Course Project
Contents
Course Project¶
Introduction¶
For the final project, you will share a Deepnote project analyzing a dataset of your choice.
Logistics¶
The following are requirements to receive a passing score on the course project.
Due date: Monday, March 14th 2022, 11:59pm California time.
This is an individual project (not a group project).
Use the Project Template available in the Project category on Deepnote.
Share the project with both Chris and Thurman on Deepnote. (Please give us
View
access, which is the default setting, or higher. This has the same deadline as the overall project.)For the submission on Canvas, upload the ipynb file.
The primary focus of the project must be on something involving data, and primarily using one or more datasets that weren’t covered in Math 10. (You can either use datasets that are for example built in to PyTorch or Seaborn, or you can upload the dataset to Deepnote yourself.)
The project should clearly build on the Math 10 material. If you’re an expert in Python material that was not covered in Math 10, you are of course welcome to use that, but the project should use the topics of Math 10 in an essential way (see the rubric below).
Anything that is taken from another source (either the idea for the project or a piece of code that is longer than a few lines, even if you edit that code) should be explicitly mentioned in the References section. (For example, you could write, “The configuration of the Altair chart was adapted from [link].”).
Rubric¶
The course project is worth 20% of your course grade, and we will grade the project out of 40 total points.

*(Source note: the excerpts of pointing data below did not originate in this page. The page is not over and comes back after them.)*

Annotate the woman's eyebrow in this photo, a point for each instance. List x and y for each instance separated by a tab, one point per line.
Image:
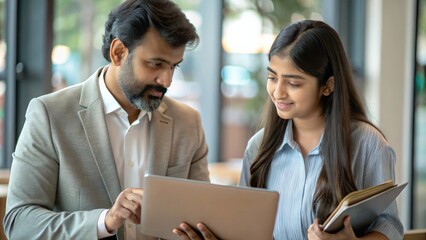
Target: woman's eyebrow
295	76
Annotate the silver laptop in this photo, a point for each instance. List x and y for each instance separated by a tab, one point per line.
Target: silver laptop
230	212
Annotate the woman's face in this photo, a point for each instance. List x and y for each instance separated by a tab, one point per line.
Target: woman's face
296	95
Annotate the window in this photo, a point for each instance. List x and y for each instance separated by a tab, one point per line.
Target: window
419	165
2	74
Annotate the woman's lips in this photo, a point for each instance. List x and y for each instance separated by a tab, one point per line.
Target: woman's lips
283	106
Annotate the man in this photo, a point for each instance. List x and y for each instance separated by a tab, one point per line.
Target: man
80	147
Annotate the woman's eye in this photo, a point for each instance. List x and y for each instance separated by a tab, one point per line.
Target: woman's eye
293	84
273	79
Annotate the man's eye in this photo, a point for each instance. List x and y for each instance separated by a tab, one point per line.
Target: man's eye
155	64
272	79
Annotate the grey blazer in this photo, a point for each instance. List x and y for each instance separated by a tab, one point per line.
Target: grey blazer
63	172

(Clarity, 12 points) Is the project clear and well-organized? Does it use good coding style (for example, avoiding unnecessary for loops)? Does it explore one or more clearly described datasets, and is it clear where those datasets came from? Use text and markdown throughout the project to help the reader understand what is going on. Is the reasoning clear? (It’s fine if you have negative results like, “so there is no clear connection between these variables”. In fact, I prefer those sorts of results as opposed to unbelievable claims.)
(Machine Learning, 10 points) Does the project explore the data using a variety of tools from scikit-learn and/or PyTorch? (You can use both scikit-learn and PyTorch, but that’s not required. Using one of them is enough.) Does the project refer to essential aspects of data analysis, such as over-fitting or the importance of a test set?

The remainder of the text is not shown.